Unless your fridge sucks 700w/24hours.... 30w per hour and you run *nothing else* and you have good luck with the sun... this isn't going to work. More realistically your 2000w inverter will eat all 30w by itself just running. GO DC with the fridge, go bigger with the batteries... roughly 4x more than that post. I use a 2,200 lb forklift battery for comparison. Get the solar panels off of your roof and park in the shade. No reason to bake the whole bus into a solar toaster so you can keep the milk cold. Solar panels yield a theoretical max of 20% of the sun's energy. After conversion and inefficiencies it is more like 4%. your bus however will absorb more than 4% of the sun's heat.

Sorry to be a buzzkill. Feel free to message.

[john61ct]

Quote:

Originally Posted by Camalot

To preface, I'm an electrician by trade and I know my sh*t when it comes to battery systems.

Then you should know better than to use phrases like "daily max of 1500w", "700w per day" "700w/24hours".

Wh would be OK, but Ah is even better once we all know we're talking a standard 12V system.

400W of panels will output in ideal conditions, about 140Ah per day, assuming there is at least that much demand.

Usually less, in any case well under 2kWh per day.

That is from measured IRL experience, over many dozens of installs.

Of course, in winter away from the equator, cloudy weather, any shading even dirt will lower, perhaps often as little as the **700Wh per day** level I assume you meant.

An efficient DC compressor fridge can use as low as 15-60Ah / day, more when used in freezer mode or Death Valley ambients, but average of 30Ah per day is common even in the tropics.

That's **~200-800Wh per 24 hours**.

I have seen hundreds of installs where 200W of panel and 100Ah of incremental storage keeps ice cream rock-hard just fine.

A few dozen where half that's just fine to keep the beer cold 95% of the time.


Maybe read some back threads, do some Googling. Sorry to be a buzzkill. . .

[Camalot]

My apologies about the watt vs watt hour discrepancy. For some reason I figure people understand my chicken scratch.

I just can’t see a build with an inverter and AC mini fridge working out without many times the panels and storage capacity.

I also can’t see the system you proposed with a substituted DC fridge running reliably due to a 50% burn off when charging lead acid. Am I wrong on this? The numbers look like they only add up on sunny days, and barely so.

Personally, I imagine people running more than a refrigerator in this build which is why I advise some overkill. More panels, larger battery bank, and DC refrigerator.

[Camalot]

You’re right about the power consumption of high efficiency DC refrigerators.
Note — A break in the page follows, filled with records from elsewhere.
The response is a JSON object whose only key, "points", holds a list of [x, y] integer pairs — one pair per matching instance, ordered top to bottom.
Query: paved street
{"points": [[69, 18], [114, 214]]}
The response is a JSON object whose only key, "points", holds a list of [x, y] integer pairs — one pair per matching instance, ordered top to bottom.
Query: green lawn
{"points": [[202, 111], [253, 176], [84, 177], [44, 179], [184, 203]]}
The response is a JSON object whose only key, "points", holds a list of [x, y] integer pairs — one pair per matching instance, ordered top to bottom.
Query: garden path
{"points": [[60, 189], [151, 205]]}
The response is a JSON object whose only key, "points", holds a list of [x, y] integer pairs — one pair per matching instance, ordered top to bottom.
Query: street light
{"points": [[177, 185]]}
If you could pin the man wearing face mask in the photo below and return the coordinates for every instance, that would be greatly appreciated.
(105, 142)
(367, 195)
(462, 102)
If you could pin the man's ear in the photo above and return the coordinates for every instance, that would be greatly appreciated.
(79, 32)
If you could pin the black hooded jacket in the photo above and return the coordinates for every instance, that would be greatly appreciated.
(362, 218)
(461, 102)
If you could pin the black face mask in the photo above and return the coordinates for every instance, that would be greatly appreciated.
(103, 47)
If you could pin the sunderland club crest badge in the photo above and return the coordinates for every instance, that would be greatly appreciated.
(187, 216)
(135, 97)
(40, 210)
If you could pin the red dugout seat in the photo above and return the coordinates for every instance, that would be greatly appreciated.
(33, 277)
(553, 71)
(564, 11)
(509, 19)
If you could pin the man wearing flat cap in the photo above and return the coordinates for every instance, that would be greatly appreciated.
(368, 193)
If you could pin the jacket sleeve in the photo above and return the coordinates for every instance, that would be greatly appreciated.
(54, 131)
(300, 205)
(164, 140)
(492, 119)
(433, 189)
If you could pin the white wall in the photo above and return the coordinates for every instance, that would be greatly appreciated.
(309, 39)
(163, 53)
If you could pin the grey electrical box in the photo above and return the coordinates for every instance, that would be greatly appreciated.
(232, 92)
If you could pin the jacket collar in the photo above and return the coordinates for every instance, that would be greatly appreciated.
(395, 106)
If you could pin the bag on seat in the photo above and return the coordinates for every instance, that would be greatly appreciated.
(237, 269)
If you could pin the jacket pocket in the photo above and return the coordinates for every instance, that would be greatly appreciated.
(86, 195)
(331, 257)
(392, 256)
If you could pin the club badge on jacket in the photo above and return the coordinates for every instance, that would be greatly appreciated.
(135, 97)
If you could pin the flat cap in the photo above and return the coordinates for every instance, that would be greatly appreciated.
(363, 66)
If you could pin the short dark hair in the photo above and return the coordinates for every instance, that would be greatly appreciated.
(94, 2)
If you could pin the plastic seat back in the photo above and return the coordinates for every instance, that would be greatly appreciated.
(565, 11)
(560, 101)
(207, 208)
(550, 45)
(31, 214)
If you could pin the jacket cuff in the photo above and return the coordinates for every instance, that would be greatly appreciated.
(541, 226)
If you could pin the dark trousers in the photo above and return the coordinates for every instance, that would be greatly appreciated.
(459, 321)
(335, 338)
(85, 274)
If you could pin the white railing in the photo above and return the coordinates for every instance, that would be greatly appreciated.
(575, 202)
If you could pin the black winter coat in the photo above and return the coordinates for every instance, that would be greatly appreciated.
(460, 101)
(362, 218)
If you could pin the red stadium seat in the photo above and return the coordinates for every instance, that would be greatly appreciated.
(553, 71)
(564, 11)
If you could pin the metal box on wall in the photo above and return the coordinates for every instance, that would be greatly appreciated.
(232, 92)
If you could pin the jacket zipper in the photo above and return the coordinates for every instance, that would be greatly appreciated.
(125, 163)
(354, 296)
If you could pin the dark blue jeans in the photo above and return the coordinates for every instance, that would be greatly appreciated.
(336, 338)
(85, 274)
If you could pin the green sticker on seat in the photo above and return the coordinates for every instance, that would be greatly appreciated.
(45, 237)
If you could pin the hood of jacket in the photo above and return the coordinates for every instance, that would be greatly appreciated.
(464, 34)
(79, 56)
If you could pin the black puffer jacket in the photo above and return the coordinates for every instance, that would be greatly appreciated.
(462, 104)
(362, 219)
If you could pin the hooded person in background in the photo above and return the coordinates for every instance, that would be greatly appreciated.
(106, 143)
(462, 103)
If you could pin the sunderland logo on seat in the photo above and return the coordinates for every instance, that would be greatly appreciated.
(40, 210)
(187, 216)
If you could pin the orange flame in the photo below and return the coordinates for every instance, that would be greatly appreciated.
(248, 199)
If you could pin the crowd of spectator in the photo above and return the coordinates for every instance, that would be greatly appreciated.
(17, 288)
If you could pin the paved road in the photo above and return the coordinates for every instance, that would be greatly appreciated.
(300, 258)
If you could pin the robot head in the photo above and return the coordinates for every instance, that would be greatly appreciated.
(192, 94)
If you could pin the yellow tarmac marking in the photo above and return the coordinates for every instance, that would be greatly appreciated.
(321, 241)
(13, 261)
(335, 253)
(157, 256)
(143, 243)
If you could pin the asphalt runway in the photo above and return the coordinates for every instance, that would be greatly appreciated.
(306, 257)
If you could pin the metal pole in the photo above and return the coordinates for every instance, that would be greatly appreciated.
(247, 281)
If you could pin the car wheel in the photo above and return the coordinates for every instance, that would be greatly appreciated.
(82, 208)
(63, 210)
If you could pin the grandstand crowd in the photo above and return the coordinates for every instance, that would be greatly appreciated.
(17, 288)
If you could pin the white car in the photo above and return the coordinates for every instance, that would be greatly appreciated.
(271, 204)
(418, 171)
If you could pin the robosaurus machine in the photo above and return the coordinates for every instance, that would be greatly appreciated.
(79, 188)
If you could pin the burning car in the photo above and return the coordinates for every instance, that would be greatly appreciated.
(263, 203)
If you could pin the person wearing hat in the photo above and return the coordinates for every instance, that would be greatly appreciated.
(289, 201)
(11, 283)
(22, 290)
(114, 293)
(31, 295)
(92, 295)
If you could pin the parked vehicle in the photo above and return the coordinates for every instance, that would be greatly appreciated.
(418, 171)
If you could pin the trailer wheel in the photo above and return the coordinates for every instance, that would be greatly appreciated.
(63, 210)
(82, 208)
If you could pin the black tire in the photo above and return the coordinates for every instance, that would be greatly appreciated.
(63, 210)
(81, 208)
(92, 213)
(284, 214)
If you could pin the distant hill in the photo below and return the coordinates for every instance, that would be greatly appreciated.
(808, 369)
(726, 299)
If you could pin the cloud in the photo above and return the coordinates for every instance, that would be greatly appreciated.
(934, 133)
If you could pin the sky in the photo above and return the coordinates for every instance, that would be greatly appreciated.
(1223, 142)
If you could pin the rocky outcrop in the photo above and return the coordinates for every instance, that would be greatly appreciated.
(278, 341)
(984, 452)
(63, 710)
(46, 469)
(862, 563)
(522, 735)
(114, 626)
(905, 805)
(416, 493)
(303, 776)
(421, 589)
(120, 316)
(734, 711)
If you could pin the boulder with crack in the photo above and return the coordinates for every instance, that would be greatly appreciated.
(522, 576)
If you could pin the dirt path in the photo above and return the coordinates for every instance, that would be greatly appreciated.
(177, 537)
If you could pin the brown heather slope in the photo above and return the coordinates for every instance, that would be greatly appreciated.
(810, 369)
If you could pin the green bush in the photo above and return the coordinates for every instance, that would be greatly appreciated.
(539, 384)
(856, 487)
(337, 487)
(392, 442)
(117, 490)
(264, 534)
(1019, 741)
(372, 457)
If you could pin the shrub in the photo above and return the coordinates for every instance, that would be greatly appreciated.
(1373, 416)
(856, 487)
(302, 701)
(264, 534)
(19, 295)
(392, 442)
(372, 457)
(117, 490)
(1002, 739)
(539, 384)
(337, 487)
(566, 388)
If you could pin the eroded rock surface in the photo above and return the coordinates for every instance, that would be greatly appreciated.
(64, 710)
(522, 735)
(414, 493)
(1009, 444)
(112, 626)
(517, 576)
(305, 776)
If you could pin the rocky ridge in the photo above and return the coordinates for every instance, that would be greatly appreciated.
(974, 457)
To clarify my chicken scratch: my numbers of 30w/hour pertained to the 2000w inverter + AC mini fridge setup. I was being conservative with the numbers as it realistically pulls more than that.

[john61ct]

Many shorties just don't have much **room** for multiple kW of panels.

The key is design for very limited inputs, choosing very efficient devices - minimizing inverter usage, cooking with propane,

I know dozens of off-grid full-timers barely use 100Ah per day. Most first-worlders would think, ugh, camping!

Others have the space and inputs to live just like in a S&B home, or have regular access to shore power.

Quote:

Originally Posted by Camalot

I also can’t see the system you proposed with a substituted DC fridge running reliably due to a 50% burn off when charging lead acid.

Yah that's just abstract book stuff. Spend tons more on LFP banks if you like, but plenty of buses have carrying capacity for a 600Ah bank or more even with old-school FLA.